Interactome Dysregulation Enrichment Analysis (IDEA)
An overview of the proposed network-based analysis to characterize oncogenic mechanisms and pharmacological interventions. (A) In step 1, a comprehensive network of interactions is generated for B cells using a Bayesian evidence integration approach, including predictions of post-translational modifications. In this diagram, transcription factors are shown in red, non-transcription factors in gray, and modulators are shown in blue. Directed arrows indicate protein–DNA (P-D) interactions, and undirected indicate protein–protein (P-P) interactions or modulation events. Evidences, or clues, include curated databases, literate mining, orthologous interactions from model organisms, and reverse engineering algorithms. (B) In step 2, each interaction is analyzed to determine which show aberrant behavior in a specific phenotype (P); that is, interactions that show correlation in all samples except P (TF1 and T1), or interactions that are not correlated in any samples except P (TF1 and T2). These dysregulated interactions are classified as LoC or GoC, respectively, for every edge in the BCI. (C) In step 3, these dysregulated interactions are pooled together and a statistical enrichment is calculated which identifies genes having an unusually high number of these interactions in its neighborhood, either through direct or modulated links.

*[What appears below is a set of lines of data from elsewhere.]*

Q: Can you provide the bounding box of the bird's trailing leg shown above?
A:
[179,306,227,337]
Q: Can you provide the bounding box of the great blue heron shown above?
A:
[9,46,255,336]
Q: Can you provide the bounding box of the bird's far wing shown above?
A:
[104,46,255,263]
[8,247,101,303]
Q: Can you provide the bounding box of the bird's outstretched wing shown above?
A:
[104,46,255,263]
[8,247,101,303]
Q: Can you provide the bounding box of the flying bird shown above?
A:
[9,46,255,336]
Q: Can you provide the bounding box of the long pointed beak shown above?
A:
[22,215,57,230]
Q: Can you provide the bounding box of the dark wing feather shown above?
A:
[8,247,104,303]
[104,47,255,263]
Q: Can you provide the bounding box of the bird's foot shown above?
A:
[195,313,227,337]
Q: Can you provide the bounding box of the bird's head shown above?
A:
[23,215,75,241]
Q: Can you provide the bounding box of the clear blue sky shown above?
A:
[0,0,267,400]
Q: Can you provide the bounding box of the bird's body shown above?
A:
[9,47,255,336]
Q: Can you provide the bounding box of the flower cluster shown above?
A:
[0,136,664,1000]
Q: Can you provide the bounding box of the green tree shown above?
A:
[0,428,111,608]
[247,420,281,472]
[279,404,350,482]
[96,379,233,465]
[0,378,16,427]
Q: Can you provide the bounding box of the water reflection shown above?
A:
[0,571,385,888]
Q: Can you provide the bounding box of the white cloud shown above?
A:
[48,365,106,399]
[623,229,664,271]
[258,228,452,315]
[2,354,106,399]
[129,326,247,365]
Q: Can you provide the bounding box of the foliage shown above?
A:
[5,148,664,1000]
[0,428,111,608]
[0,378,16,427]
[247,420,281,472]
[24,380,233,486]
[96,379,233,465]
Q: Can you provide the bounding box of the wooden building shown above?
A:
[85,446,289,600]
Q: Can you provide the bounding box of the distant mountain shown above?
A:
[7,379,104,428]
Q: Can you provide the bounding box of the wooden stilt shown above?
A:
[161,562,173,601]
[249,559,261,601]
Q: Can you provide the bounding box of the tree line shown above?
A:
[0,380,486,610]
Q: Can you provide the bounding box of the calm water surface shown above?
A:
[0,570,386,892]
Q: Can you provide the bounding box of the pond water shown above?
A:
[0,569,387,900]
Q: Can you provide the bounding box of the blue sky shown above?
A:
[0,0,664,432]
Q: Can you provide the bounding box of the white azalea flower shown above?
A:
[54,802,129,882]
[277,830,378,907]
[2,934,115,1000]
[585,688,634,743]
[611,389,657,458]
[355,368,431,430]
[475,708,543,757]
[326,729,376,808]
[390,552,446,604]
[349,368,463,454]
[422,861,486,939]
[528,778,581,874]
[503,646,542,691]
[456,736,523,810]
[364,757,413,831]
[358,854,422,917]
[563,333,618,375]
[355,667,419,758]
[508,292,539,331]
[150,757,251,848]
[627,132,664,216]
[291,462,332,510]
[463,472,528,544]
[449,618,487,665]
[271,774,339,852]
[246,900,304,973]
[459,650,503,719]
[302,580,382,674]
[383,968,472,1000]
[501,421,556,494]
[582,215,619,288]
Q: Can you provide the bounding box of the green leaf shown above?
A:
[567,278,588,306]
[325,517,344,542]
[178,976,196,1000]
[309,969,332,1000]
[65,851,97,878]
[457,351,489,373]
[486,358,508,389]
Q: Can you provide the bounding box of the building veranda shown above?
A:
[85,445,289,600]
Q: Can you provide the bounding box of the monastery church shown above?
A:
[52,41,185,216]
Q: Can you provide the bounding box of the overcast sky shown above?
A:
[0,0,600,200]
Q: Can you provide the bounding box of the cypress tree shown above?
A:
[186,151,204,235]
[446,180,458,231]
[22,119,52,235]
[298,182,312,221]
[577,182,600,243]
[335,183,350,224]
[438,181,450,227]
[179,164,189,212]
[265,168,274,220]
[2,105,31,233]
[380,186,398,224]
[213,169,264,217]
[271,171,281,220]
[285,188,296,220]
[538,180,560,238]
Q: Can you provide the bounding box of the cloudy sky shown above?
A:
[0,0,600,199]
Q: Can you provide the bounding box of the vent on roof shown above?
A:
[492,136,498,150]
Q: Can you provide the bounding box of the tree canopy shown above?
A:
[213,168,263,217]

The study introduces four key innovations as follows: (1) by adopting a genome-wide, mixed-interaction network, instead of the individual interaction layers of previous studies, we cover a far greater range of processes within the cell; (2) rather than analyzing the differential properties of individual genes (e.g., expression profile or genotypic data), we identify molecular interactions that are significantly dysregulated in a particular phenotype of interest. We hypothesize that genes implicated in cancer initiation and progression (as well as those targeted by specific biochemical perturbations) will show dysregulated interactions with their molecular partners. Biologically, this is quite plausible, since biochemical perturbations as well as a wide variety of oncogenic events (gene fusion or translocation, post-translational protein modification, structural mutation) will manifest through gains or losses of regulatory, signaling, and protein–complex interaction capability; (3) we validate on three distinct tumor models (follicular (FL), Burkitt's (BL), and mantle cell lymphoma (MCL)), whose oncogenic lesions are both known and completely different. In each case, we show that the known gene is identified in the 20 most significant by the analysis; (4) finally, we biochemically validate the approach by perturbing B-cell lines (using the CD40 ligand/antibody) and by showing that the method is successful in identifying the perturbation targets (CD40 pathway genes).
A key advantage of such a network-centric approach is that it can identify relatively small, yet tightly connected areas of the network (modules) that are dysregulated, providing a window over the mechanistic and possibly synergistic processes underlying oncogenesis and biochemical perturbation.